A local volunteer left paracetamol and supplies for Helen at the bottom of the driveway, and she was hopeful the illness might pass relatively quickly.  

“To start with it didn’t feel too bad – it’s a slow starter,” said Helen, who has three grown-up children, Daniel, 30, Zachary, 28, and Catherine, 27.  

“Then I started to feel feverish at night and would feel breathless, like the bottom of my lungs were filling up. About five days in I was having cytokine storms when the immune system goes into overdrive.  

“It was horrific and intensely frightening. It felt like I was fighting to survive.”  
By Easter Monday Helen found herself barely able to breathe and rang 111, was assessed and an ambulance was sent out. 

“I knew I was in trouble; it was incredibly scary,” she said. “I was asked to make a call to my family at 1am in case I had to go into ICU and that was a really horrible moment.”  
Luckily her condition began to improve, and she did not need to be admitted to hospital, which came as a huge relief.  

Having fought the virus alone for three weeks, she decided to head home for an emotional –and socially-distanced - reunion with her husband.  

“It was lovely to be home, but I just didn’t get better,” said Helen. “I’ve never been ill like that in my life. I could barely walk. I didn’t understand why this was happening, why I was so ill.”  

The asthma and fatigue meant she struggled to walk around her local park and she often felt close to collapse.

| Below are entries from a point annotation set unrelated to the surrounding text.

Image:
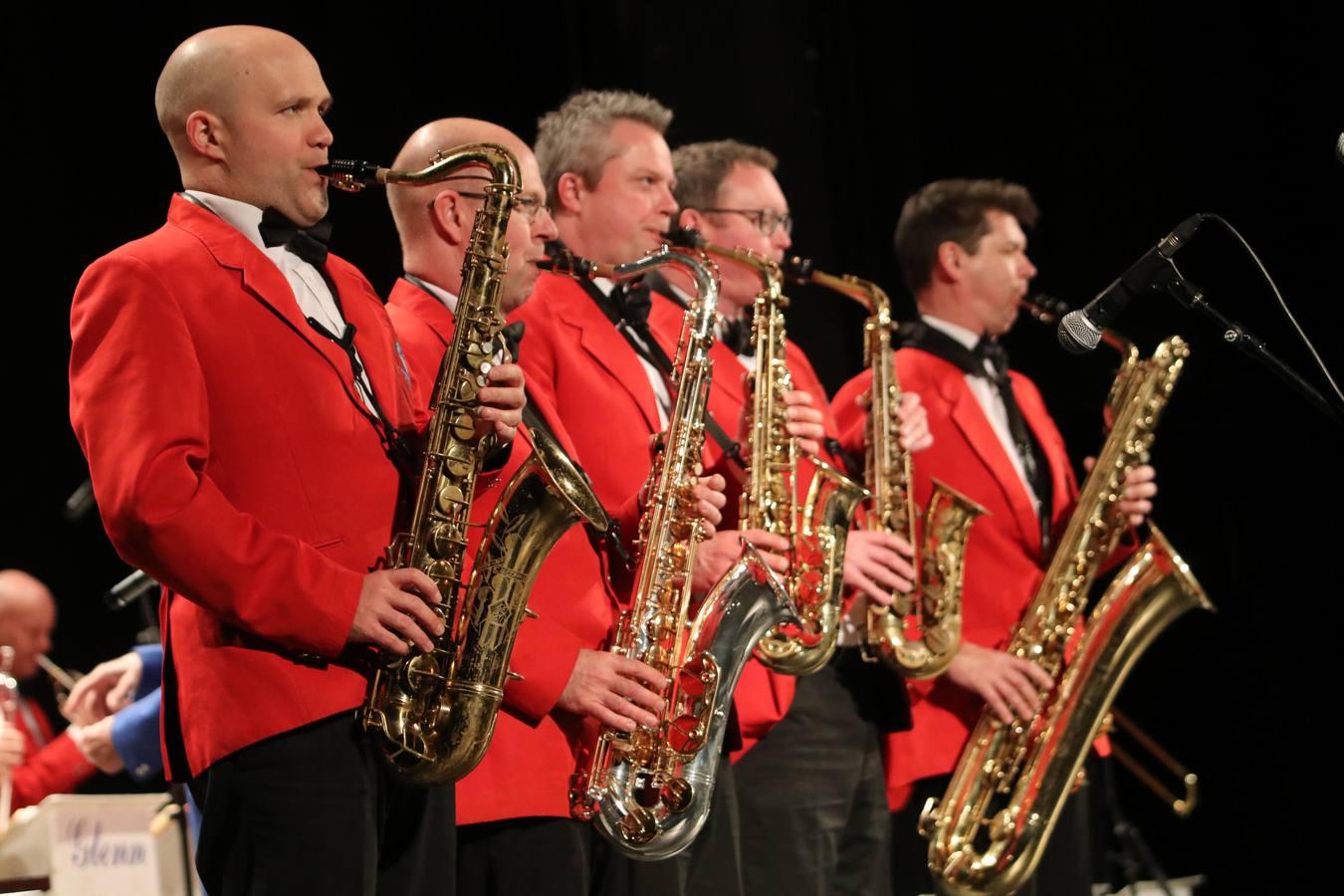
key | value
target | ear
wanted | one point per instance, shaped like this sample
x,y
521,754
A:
x,y
450,223
204,134
948,262
568,192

On April 18 she had to call 111 again, and again an ambulance was sent out following an assessment.  

Her doctor told her she may be suffering with a form of PTSD (post-traumatic stress disorder) and she began undergoing counselling.  

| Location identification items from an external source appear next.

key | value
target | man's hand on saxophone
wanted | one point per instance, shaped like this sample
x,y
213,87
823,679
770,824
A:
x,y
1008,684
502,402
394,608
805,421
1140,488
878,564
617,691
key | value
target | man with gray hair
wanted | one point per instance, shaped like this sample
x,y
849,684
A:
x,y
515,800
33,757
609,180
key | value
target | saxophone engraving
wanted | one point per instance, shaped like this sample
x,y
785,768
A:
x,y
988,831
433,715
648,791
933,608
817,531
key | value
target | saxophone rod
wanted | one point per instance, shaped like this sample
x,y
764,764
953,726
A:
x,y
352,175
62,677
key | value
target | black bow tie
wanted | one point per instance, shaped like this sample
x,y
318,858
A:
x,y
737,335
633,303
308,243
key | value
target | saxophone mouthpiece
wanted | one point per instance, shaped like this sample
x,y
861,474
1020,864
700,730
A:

“Having Covid-19 and now long Covid has had a huge effect on my life,” she said. “This virus is not something that you want to give to people. 

“My husband has been wonderful, and my family have been brilliant but to see the effect on them has been very hard. To see my eldest son, who is a toughie, crying down the phone because he was so upset by what he was seeing was a very hard moment. To have my daughter helping me with chest percussion to ease lung congestion, and my second son so worried for me and for his dad has been so hard. They are all being so careful around others and I am so proud of them. 

“Now with a vaccine on the horizon there’s hope that we won’t have to live like this forever but in the meantime it’s about being careful and loving and looking after each other.  
“Anyone who thinks this virus isn’t serious is mistaken; it can affect anybody, and it’s very easily transmitted. If you really care about the people around, you then be very careful about transmission and do everything you are being asked to do. We need to get this virus under control as it’s having a horrible effect on a lot of people.”